KİMİN HELVASI YENİR?


Biri emekli diğeri çalışan, iki meslektaş. Emekli olanı ziyarete gelmiş, uğurlama faslı. Çalışan, emekliye: 



-Aman kendine dikkat et, helvanı yemeyelim sonra! 


Emeklinin beti benzi attı, kızardı-bozardı. 

-Ben iyiyim, size de öyle görünmüyor mu? 

-Olsun, sen yine de dikkat et, yemeyelim helvanı, ha ha ha! 

Bizim teselli cümlelerimiz işe yaramadı. Emekli meslektaşımız büyük bir üzüntüyle gitti. 

Aradan ne kadar geçti bilmiyorum. Çalışan meslektaşın evindeyiz. Ama meslektaşımız evde yok. İki gün önce kanserden kaybetmişiz, bir yandan mevlit okunurken bir yandan da helva dağıtılıyor. Emekli meslektaşa da çalışan meslektaşın helvası verildi doğal olarak. 

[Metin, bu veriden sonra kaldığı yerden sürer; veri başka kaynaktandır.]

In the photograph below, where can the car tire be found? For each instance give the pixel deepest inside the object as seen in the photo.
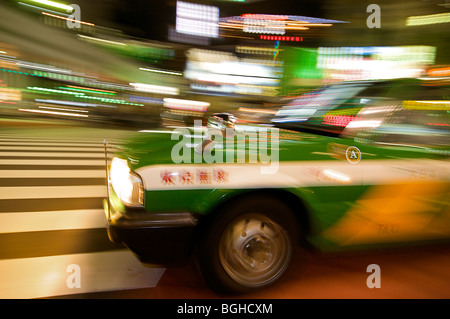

Helvanı yemeyelim denilen meslektaşın, kendisine bu uyarıyı yapan meslektaşın helvasını yediğini gözlerimle gördüm. 

Düşündüm de; kimin, kimin helvasını yiyeceği belli olmaz ya da yetkili olmadığımız konularda iddialı konuşmamak, fikir beyan etmemek lazım.